China’s vast land area includes some of the world’s highest mountains, driest deserts, longest rivers, and richest farmland. Surrounded by mountains and plateaus in the north, west, and southwest, and by sea in the east and southeast, China can be divided into three levels of elevation. The Qinghai-Tibetan Plateau in the southwest is the highest plateau in the world at 13,000 feet (4,000 meters), and contains peaks such as the Himalaya Shan, also known as Mount Everest, which stands at 29,035 feet (or 8,850 meters) high. Though the region contains about 25 percent of China’s land area, it contains less than 1 percent of the population.
The arc of the plateaus and basins around the Winghai-Tibetan Plateau ranges from 3,300 to 6,000 feet (1,000–2,000 meters) in elevation. Qin Ling, the most important mountain in this region, stands just over 8,000 feet (2,500 meters) above sea level and stretches westward across the central portion of China. It divides the watershed between the basins of China’s major rivers, the Huang He (Yellow River) and Chang Jian (Yangtze River), and serves as the dividing line between China’s wheat-growing north and rice-growing south.
The rest of China’s land drops to less than 1,600 feet (500 meters) above sea level and features most of the rich farmland in the country. This region is the most agriculturally and industrially productive, as well as the most populous. It contains all of China’s major cities, including Shanghai, Beijing, Tianjin, Guangzhou, and Chongqing. The easternmost portion of China slopes to the sea, with more than 11,200 miles (18,000 km) of coastline. The coast includes natural harbors at Dalian, Yantai, Qingdao, Lianyungang, Ningbo, Shantou, and Zhanjian. Major commercial port cities such as Tianjin, Shanghai, Fuzhou, and Guangzhou are found where deep natural harbors allow large vessels to dock.

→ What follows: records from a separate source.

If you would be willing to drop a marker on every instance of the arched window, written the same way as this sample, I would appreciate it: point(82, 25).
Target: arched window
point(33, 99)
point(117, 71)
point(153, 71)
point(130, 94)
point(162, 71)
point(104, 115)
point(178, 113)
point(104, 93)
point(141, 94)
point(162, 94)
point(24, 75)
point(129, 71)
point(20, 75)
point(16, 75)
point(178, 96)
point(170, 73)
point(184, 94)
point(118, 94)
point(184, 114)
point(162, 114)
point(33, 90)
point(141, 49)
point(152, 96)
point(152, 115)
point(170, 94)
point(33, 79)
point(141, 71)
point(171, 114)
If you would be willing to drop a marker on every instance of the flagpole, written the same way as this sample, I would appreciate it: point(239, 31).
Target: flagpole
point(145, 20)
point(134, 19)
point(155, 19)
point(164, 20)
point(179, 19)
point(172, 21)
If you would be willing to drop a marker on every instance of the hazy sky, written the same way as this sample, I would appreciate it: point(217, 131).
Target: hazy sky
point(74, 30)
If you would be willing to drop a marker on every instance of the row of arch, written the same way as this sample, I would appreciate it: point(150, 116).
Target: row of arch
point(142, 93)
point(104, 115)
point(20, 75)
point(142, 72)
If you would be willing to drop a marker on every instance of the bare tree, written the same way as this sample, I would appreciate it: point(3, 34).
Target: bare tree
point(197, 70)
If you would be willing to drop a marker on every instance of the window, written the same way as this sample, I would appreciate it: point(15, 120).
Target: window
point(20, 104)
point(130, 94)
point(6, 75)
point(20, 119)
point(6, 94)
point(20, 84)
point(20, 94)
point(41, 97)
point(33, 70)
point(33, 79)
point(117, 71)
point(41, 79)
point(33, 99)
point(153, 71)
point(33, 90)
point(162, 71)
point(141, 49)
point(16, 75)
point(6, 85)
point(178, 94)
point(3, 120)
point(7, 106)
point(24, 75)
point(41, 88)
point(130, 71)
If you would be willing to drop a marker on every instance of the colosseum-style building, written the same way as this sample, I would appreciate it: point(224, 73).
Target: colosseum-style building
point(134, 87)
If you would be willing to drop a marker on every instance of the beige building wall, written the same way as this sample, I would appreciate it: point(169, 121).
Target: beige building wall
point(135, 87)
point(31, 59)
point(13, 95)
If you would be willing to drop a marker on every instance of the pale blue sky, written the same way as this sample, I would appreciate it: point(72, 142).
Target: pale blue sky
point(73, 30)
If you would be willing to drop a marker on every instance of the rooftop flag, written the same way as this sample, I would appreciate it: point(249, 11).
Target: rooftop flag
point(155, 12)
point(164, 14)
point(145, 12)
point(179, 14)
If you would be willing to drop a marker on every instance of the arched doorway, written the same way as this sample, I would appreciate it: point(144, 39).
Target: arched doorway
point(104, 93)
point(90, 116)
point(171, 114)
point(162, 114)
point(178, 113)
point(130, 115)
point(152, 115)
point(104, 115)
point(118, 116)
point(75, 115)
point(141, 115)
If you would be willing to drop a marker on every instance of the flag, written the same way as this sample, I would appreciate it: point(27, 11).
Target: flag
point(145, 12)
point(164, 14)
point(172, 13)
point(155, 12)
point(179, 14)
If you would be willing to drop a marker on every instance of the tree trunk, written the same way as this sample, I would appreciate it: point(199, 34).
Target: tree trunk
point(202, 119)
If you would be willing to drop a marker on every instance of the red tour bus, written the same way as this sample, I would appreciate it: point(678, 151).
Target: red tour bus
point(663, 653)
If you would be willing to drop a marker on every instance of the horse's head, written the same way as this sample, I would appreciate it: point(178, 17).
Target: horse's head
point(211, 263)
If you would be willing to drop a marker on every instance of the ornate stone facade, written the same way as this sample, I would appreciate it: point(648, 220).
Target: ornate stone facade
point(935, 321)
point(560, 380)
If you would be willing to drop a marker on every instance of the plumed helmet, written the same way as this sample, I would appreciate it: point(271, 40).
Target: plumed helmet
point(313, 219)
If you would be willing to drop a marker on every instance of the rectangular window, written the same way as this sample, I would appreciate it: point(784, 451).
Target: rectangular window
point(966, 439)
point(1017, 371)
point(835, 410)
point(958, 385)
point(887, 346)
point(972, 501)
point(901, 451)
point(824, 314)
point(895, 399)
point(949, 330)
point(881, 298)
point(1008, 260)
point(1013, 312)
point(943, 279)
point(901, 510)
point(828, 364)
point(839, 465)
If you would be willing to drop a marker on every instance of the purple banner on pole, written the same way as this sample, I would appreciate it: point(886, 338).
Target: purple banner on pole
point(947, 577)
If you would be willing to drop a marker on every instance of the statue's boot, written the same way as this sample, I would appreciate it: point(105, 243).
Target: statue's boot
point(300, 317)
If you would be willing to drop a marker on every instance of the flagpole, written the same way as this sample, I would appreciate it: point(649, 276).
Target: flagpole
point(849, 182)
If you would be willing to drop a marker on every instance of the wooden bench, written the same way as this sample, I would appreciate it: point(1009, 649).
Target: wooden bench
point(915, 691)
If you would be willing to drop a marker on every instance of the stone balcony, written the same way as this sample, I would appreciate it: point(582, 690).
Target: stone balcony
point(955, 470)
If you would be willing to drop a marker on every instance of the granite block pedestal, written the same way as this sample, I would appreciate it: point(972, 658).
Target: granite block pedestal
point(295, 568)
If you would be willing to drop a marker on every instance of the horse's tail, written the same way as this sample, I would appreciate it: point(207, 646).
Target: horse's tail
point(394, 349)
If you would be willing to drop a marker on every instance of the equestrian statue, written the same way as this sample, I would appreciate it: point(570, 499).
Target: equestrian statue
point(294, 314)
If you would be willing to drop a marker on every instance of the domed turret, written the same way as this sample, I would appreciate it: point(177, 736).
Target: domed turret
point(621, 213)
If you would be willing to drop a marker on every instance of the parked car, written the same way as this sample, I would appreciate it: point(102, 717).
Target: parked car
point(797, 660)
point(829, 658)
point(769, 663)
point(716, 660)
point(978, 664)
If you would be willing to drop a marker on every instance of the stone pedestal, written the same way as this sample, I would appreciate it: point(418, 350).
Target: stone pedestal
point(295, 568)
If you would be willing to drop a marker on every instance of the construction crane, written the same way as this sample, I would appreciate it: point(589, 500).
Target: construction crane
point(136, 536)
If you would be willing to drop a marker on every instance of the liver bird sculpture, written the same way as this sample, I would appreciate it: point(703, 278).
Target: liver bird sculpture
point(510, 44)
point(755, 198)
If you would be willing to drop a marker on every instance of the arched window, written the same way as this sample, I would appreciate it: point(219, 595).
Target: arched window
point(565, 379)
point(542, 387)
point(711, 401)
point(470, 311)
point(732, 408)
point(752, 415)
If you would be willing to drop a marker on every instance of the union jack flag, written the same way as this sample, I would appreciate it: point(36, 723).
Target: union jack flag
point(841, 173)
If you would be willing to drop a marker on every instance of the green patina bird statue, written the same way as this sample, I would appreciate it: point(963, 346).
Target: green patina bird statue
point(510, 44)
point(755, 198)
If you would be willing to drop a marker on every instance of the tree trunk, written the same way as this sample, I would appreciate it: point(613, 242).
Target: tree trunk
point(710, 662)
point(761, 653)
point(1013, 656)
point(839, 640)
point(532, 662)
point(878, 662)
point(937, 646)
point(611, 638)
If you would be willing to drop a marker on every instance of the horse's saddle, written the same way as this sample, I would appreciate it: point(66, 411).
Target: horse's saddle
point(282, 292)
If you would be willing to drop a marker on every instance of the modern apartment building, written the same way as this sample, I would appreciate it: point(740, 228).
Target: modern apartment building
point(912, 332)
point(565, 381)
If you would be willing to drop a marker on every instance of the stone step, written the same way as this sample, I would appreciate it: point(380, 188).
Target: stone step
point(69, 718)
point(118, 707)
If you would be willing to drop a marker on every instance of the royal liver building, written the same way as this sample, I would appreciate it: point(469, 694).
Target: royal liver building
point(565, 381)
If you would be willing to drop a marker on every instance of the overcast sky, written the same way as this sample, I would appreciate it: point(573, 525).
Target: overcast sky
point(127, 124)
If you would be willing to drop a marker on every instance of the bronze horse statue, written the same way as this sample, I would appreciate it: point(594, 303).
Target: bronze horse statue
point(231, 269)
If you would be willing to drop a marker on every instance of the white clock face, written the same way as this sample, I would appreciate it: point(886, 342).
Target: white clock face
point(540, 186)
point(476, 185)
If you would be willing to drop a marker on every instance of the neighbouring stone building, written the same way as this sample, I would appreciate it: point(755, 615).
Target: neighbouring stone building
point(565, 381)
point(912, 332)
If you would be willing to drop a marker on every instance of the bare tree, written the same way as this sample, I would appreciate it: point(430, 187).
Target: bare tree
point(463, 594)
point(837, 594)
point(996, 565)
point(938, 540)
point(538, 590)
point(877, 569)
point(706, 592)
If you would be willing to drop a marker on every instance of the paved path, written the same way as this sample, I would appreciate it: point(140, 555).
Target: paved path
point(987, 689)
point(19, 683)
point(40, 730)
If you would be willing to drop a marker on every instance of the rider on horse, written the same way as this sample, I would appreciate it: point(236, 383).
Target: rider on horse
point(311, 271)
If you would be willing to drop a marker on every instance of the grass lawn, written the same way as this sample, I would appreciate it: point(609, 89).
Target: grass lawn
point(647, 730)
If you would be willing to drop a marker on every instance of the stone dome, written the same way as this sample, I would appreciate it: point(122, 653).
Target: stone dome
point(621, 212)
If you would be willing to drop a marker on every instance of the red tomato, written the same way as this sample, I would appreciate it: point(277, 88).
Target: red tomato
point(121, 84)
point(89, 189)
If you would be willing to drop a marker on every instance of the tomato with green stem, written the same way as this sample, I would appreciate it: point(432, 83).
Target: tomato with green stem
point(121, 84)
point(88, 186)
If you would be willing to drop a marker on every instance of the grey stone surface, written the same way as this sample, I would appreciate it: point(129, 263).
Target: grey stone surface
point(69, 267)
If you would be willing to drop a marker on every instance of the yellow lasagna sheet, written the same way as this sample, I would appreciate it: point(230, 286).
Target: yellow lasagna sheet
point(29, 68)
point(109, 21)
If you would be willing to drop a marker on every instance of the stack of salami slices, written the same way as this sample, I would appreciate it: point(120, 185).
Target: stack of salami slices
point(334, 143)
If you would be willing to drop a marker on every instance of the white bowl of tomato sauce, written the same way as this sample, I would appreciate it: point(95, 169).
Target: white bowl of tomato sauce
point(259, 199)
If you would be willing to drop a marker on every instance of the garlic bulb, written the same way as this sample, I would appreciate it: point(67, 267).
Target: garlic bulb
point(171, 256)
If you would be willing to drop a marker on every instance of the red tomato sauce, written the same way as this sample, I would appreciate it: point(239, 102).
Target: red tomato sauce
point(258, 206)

The largest island in China is Taiwan, which measures 13,843 square miles (35,853 square km), and includes the seat of the Republic of China (ROC). After the founding of the People’s Republic of China (PRC) on the mainland in 1949, both the PRC and the ROC regard Taiwan as a province of China, and—until recently, when Taiwan changed its position—each claimed legal jurisdiction over the entire country. Over the past five decades, the Taiwan government has added a strong industrial base to complement its agricultural production. Its large ports, such as Kaohsiung and Keelung, have made Taiwan’s international trade the fifteenth-largest in the world.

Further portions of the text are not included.